Halloween weekend in Isla Vista turned out to be quiet and safe for the locals and City College students alike – without any major incidents.
The Santa Barbara County Sheriff’s Office reported less than 40 jail bookings and less than 40 citations issued, a significant decrease of incidents compared to Halloween weekend in 2013.
Last year, Halloween in Isla Vista, a three-day operation, ended with over 173 people arrested for public intoxication. There were also over 200 jail bookings and nearly 250 issued citations, many of them involved non-locals.
Kelly Hoover, the public information officer for the Sheriff’s Office, said that the department appreciated the proactive work of students from City College and UCSB for not inviting out-of-towners and also the community campaign for keeping Isla Vista safe during the weekend.

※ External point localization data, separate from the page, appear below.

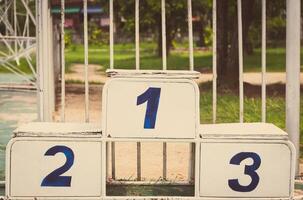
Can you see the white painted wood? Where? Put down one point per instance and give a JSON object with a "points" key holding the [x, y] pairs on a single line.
{"points": [[29, 153], [275, 171], [178, 110], [242, 130]]}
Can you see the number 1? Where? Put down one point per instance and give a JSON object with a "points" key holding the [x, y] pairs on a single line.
{"points": [[152, 97]]}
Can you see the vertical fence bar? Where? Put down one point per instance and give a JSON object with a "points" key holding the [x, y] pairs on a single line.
{"points": [[62, 33], [27, 25], [15, 23], [164, 67], [137, 35], [111, 34], [240, 41], [191, 67], [39, 81], [190, 35], [263, 60], [86, 61], [113, 160], [111, 65], [164, 173], [293, 8], [163, 21], [214, 61], [137, 20], [138, 161]]}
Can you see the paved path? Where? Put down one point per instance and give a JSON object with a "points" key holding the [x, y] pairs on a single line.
{"points": [[100, 77]]}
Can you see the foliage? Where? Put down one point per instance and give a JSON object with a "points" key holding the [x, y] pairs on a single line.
{"points": [[96, 35], [125, 58], [68, 37]]}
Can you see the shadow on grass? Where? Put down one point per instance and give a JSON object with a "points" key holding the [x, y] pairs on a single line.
{"points": [[149, 190]]}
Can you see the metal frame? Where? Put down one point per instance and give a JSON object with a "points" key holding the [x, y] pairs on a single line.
{"points": [[17, 40]]}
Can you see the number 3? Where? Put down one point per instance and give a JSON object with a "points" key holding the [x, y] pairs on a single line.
{"points": [[249, 170], [54, 179]]}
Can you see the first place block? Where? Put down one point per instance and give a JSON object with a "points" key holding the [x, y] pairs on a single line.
{"points": [[150, 108]]}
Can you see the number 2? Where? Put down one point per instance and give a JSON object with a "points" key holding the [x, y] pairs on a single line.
{"points": [[54, 179], [152, 97], [249, 170]]}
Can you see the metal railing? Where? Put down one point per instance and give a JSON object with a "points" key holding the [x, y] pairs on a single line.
{"points": [[292, 65]]}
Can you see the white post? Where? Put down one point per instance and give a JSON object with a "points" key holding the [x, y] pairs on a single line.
{"points": [[240, 41], [293, 74], [190, 35], [163, 17], [43, 65], [15, 23], [86, 62], [263, 60], [214, 61], [137, 35], [137, 3], [62, 61], [111, 33]]}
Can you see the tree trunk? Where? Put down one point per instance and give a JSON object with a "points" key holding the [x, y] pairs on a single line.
{"points": [[201, 34], [169, 39], [228, 58]]}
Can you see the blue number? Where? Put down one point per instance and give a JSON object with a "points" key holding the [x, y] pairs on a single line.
{"points": [[249, 170], [152, 96], [55, 179]]}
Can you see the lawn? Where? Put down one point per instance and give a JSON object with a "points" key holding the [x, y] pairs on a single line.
{"points": [[178, 59], [125, 58]]}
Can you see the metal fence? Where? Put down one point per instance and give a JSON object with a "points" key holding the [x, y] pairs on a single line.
{"points": [[45, 62]]}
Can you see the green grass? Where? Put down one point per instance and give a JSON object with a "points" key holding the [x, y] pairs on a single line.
{"points": [[149, 190], [178, 59], [125, 58]]}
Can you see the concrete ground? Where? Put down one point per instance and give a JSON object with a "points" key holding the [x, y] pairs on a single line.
{"points": [[100, 77]]}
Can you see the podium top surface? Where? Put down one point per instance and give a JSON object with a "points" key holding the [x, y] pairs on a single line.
{"points": [[176, 74], [58, 129], [242, 131]]}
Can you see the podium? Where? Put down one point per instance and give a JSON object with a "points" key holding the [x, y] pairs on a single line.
{"points": [[68, 160]]}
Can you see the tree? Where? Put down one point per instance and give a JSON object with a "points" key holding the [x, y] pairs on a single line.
{"points": [[150, 18], [228, 56]]}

Halloween weekend usually attracts tens of thousands of people to celebrate on the streets of Isla Vista, many people from other areas. However, this year’s estimated crowd was barely a few thousand and consisted of mostly local residents.

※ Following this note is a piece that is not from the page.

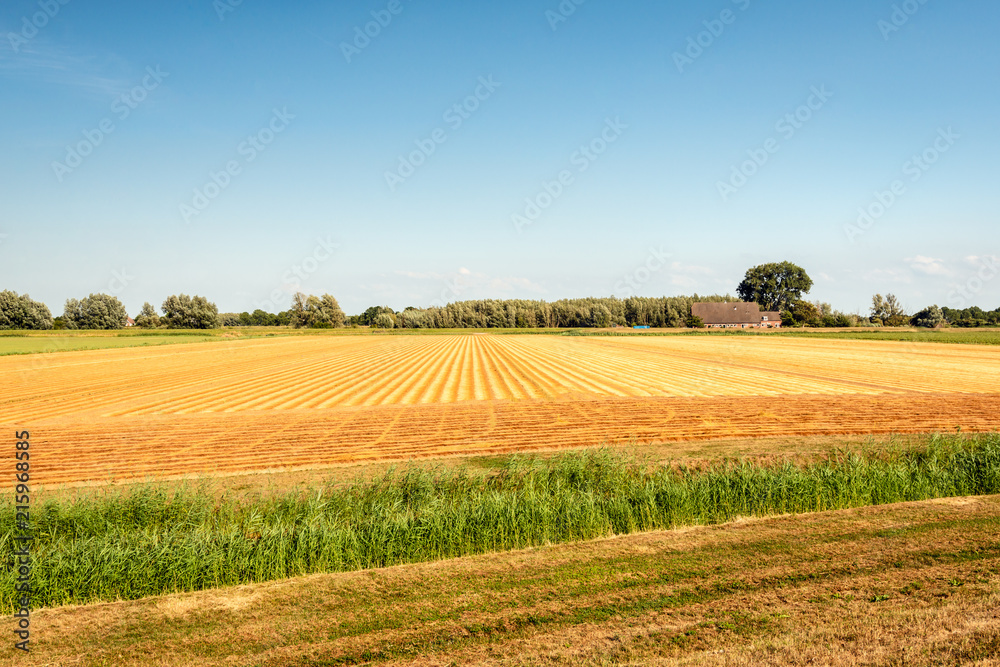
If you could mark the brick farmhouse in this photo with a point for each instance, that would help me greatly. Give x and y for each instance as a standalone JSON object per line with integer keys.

Quincy Briscoe, a 21-year-old City College student, lives in Isla Vista and celebrated Halloween there this year and last.

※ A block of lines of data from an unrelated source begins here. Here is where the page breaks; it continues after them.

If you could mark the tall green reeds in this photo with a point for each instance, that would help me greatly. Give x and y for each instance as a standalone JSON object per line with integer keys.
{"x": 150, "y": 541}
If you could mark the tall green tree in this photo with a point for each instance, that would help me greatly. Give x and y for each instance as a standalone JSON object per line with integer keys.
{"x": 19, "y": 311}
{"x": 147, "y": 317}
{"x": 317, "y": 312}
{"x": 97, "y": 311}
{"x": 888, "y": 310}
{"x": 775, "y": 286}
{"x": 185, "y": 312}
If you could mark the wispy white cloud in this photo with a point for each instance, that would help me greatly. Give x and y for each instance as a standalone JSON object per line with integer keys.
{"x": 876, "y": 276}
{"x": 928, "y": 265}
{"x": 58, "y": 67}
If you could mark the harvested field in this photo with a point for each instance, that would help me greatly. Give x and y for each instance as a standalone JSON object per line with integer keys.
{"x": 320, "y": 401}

“This year felt like just another Friday night,” said Briscoe. “It was more united.”
He said that Halloween this year was more localized without a large number of out-of-towners that came and celebrated the holiday.
The weather also helped keep the streets of Isla Vista empty on Halloween, and at 9 p.m. on Friday, heavy rain discouraged people from out of town to visit and kept locals indoors.
The streets were nearly empty and the pouring rain and clogged drains flooded the Isla Vista Theater that was being used by the law enforcement as a staging area.
The Sheriff’s Department said the rain was another factor that helped lower the numbers of incidents during the night.
One of the main goals for this year’s Halloween was to keep the holiday local with implementation from both the Sheriff’s department and the residents of the area.
Enhanced attendance of 200 law enforcement personnel worked together to keep the community safe.
Biscoe said he felt closer to law enforcement this year and he noticed the benefits of the increased numbers that helped to keep the non-locals away.
He also said that he felt more respect toward the patrolling officers this year and that the mutual aims made if feel like the community and the police worked on the same side.
“Last year was more fun, but it came with a cost,” said Briscoe. “This year was not that exciting thanks to the increased law enforcement that kept it mellow.”